Le dimanche 3 novembre dernier, plusieurs centaines de personnes s’étaient donné rendez‑vous devant le Musée national du Liban, à Beyrouth. Une manifestation féministe, en marge du mouvement de contestation populaire toujours en cours, après plus de quarante jours de mobilisation.

Mégaphone au poing, une jeune femme à la voix abîmée par la fatigue s’adresse à la foule. Sur les marches du Musée national, des femmes de partout au pays se sont rassemblées à l’appel d’organisations féministes, cherchant à rappeler leur rôle dans la révolution. Reprenant la mélodie d’un des slogans populaires des manifestations, elles entonnent : « cette révolution est la nôtre / ces rues sont les nôtres / ce moment est le nôtre! »

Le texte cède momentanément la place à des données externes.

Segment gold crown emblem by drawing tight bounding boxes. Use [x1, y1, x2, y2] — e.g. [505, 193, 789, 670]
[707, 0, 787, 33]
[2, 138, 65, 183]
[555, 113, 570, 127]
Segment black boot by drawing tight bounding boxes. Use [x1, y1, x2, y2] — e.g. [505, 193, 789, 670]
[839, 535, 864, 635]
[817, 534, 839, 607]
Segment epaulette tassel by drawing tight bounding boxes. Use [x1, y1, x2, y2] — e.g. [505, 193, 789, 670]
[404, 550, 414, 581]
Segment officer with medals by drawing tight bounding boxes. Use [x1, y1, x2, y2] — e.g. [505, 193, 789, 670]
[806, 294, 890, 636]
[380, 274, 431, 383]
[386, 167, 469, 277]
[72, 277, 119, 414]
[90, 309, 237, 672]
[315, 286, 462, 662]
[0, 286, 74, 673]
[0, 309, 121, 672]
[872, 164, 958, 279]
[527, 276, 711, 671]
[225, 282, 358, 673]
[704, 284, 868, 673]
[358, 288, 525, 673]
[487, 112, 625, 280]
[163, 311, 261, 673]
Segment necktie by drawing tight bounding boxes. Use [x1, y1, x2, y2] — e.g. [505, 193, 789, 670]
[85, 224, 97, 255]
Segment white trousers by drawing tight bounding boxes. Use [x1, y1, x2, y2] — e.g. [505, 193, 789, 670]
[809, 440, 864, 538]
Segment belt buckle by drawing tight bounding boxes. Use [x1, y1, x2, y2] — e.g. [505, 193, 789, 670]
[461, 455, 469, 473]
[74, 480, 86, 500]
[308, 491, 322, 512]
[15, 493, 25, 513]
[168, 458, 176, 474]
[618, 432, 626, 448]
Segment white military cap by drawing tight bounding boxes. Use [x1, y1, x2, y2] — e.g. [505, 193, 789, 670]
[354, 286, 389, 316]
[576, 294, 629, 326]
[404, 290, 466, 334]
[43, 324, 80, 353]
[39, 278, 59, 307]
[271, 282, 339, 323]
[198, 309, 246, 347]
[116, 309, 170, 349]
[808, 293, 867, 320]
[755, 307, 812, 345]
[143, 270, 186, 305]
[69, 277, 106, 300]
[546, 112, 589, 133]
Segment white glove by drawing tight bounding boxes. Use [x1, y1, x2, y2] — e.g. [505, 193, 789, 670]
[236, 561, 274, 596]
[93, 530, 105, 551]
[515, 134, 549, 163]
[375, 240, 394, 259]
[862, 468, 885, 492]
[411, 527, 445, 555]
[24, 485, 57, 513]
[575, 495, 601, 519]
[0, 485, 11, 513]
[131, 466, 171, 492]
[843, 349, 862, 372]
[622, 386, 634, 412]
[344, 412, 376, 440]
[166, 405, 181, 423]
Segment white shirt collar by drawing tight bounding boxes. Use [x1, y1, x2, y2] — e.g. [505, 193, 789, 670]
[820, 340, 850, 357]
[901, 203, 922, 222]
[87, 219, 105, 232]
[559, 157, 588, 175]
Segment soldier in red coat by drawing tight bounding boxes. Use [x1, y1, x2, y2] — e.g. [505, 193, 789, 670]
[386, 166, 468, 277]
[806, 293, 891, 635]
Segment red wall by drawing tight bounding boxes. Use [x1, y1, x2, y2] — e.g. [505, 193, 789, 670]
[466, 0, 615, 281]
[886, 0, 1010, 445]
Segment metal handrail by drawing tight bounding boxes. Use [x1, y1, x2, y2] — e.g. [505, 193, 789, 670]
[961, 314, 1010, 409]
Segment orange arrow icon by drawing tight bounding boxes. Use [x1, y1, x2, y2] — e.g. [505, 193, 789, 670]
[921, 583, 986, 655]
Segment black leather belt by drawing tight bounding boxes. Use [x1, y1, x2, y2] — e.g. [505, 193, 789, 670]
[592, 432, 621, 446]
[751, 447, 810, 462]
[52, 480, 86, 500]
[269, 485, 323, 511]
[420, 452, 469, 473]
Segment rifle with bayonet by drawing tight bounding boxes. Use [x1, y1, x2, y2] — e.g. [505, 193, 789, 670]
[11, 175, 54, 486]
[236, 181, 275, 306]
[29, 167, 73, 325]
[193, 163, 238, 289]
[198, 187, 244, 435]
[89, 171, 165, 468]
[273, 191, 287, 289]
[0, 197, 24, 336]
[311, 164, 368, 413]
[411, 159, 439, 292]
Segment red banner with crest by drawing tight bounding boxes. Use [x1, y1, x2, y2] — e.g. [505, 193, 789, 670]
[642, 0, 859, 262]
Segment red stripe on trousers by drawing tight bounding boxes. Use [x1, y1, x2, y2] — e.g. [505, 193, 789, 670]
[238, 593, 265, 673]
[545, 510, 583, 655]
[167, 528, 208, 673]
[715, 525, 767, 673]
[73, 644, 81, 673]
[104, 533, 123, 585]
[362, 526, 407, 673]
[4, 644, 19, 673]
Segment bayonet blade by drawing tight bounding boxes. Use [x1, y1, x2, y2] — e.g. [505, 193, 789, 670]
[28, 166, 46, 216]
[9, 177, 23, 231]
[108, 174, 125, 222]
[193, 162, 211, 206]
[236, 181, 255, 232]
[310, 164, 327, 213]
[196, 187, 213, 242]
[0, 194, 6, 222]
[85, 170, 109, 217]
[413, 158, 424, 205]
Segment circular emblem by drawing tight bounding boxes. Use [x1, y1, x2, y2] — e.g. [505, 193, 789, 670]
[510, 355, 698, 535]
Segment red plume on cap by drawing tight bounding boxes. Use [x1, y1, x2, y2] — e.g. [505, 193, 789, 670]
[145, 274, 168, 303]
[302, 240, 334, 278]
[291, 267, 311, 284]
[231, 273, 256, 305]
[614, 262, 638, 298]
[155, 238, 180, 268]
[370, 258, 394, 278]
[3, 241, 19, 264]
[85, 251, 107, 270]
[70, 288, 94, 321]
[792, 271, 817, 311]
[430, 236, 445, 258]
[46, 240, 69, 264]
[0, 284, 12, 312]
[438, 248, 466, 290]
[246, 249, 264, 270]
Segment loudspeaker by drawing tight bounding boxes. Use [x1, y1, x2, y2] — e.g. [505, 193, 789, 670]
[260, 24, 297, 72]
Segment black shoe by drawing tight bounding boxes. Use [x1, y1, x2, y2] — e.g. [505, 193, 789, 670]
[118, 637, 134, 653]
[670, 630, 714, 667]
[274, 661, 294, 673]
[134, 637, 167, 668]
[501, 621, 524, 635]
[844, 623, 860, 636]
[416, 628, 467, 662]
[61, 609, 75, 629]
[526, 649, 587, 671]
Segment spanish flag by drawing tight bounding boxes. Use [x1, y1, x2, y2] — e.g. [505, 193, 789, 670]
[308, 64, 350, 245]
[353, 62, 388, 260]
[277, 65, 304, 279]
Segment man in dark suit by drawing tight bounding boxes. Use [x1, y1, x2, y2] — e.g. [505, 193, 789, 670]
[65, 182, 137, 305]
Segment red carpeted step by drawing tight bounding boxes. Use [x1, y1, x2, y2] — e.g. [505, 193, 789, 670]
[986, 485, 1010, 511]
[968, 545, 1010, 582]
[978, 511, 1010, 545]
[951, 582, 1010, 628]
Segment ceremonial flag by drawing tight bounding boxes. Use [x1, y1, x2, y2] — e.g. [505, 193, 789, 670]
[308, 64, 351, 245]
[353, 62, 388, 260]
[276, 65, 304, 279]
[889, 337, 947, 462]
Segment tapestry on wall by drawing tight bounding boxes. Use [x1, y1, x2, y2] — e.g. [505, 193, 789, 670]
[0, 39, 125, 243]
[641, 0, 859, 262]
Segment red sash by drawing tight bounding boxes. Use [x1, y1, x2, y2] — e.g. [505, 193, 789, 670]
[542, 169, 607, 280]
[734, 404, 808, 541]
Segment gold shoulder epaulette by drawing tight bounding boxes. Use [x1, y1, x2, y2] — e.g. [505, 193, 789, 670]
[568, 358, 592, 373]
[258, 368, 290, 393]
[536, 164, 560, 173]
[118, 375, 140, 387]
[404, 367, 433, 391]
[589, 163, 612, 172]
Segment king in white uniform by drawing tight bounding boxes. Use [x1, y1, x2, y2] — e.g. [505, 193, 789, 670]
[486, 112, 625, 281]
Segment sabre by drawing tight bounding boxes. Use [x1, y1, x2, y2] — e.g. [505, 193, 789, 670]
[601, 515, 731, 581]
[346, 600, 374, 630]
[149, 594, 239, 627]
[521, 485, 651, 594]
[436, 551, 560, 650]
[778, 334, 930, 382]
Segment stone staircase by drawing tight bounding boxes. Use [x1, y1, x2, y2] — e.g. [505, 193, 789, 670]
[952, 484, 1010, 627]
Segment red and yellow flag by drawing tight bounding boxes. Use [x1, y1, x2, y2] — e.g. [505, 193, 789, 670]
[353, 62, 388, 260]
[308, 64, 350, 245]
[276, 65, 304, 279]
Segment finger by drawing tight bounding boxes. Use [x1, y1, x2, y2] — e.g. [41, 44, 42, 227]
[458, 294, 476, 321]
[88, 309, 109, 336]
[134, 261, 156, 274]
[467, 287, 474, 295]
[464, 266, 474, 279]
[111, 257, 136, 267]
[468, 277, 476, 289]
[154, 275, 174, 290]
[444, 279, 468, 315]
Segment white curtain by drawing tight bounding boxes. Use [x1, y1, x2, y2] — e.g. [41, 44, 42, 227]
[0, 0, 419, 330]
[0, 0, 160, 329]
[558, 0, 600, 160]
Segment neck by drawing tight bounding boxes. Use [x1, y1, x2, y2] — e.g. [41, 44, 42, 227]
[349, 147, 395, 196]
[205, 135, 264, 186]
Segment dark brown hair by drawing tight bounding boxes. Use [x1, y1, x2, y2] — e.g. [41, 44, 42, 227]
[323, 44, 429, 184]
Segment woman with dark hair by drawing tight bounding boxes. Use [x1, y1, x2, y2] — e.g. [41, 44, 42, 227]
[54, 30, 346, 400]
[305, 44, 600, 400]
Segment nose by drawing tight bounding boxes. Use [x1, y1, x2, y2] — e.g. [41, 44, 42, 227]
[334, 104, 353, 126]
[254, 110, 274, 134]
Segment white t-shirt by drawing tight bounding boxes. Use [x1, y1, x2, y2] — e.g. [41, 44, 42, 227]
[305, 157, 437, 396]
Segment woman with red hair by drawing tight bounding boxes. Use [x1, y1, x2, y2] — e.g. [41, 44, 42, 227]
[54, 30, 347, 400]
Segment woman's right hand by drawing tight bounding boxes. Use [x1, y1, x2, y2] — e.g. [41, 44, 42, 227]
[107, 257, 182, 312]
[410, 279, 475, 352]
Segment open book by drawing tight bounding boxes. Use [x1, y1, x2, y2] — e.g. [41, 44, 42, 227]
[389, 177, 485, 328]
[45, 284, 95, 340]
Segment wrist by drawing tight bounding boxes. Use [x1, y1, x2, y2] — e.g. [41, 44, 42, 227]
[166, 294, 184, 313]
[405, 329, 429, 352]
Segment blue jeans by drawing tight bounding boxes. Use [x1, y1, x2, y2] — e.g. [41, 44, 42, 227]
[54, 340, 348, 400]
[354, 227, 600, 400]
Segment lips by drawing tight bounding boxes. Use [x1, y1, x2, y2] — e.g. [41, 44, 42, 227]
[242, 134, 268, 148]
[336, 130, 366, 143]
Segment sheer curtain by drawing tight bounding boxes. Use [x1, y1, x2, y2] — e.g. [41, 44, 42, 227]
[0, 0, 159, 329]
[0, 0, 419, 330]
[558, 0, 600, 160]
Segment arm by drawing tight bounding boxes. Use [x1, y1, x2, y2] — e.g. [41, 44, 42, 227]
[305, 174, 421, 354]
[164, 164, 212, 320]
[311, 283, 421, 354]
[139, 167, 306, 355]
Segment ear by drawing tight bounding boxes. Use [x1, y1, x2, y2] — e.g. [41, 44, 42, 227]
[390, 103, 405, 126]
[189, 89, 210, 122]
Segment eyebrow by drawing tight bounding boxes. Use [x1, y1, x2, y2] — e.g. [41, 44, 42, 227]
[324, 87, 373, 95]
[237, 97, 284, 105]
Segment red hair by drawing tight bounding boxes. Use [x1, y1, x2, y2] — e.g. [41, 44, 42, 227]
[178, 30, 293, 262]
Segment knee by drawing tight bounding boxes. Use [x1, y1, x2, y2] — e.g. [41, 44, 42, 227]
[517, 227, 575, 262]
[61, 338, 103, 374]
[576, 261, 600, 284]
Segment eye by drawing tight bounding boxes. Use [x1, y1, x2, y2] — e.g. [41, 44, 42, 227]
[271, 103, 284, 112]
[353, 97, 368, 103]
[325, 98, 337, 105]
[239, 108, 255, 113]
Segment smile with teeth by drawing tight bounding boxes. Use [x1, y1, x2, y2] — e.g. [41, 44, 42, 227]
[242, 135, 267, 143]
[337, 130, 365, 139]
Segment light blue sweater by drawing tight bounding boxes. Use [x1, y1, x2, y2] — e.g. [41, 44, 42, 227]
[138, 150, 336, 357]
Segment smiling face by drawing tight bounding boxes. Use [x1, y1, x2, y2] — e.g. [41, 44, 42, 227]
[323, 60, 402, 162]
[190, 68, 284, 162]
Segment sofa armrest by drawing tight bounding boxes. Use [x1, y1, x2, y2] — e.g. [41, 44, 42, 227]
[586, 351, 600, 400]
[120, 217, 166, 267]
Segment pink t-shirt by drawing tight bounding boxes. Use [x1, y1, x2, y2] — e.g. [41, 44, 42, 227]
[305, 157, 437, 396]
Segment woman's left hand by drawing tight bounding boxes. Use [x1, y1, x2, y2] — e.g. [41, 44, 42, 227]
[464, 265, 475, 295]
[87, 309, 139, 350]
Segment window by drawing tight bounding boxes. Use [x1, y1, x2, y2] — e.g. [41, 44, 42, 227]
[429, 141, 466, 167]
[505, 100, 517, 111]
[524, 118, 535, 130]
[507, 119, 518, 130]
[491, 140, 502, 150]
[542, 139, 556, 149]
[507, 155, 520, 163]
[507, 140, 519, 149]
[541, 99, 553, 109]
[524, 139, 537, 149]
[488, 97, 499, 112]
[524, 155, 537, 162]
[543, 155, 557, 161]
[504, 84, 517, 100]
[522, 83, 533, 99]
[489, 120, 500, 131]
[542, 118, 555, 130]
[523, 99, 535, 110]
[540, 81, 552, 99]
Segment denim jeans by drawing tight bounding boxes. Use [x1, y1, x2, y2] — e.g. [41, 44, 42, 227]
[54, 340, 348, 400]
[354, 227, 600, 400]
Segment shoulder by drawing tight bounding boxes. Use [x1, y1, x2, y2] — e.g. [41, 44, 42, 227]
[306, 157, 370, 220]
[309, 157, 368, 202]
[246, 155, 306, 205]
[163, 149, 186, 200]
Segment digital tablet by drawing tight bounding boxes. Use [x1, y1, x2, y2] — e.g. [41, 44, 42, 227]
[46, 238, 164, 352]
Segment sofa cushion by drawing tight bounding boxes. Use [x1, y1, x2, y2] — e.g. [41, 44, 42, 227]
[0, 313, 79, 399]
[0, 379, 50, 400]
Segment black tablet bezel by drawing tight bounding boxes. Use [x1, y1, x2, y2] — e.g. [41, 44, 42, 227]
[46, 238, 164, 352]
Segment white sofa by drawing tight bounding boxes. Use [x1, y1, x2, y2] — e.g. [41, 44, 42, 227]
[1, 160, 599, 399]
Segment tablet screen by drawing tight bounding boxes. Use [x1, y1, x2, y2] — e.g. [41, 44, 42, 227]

Une dynamique favorable semble effectivement s’être déployée pour la cause féministe, portée depuis des décennies par la militante et membre fondatrice du « Collective for Research and training on Development Action » (CFTDA), Lina Abou Habib. « C’est énorme le rôle que les femmes sont en train de jouer », s’emballe-t-elle, donnant aussi l’exemple du rôle des femmes dans la récente révolte au Soudan ou encore en Algérie.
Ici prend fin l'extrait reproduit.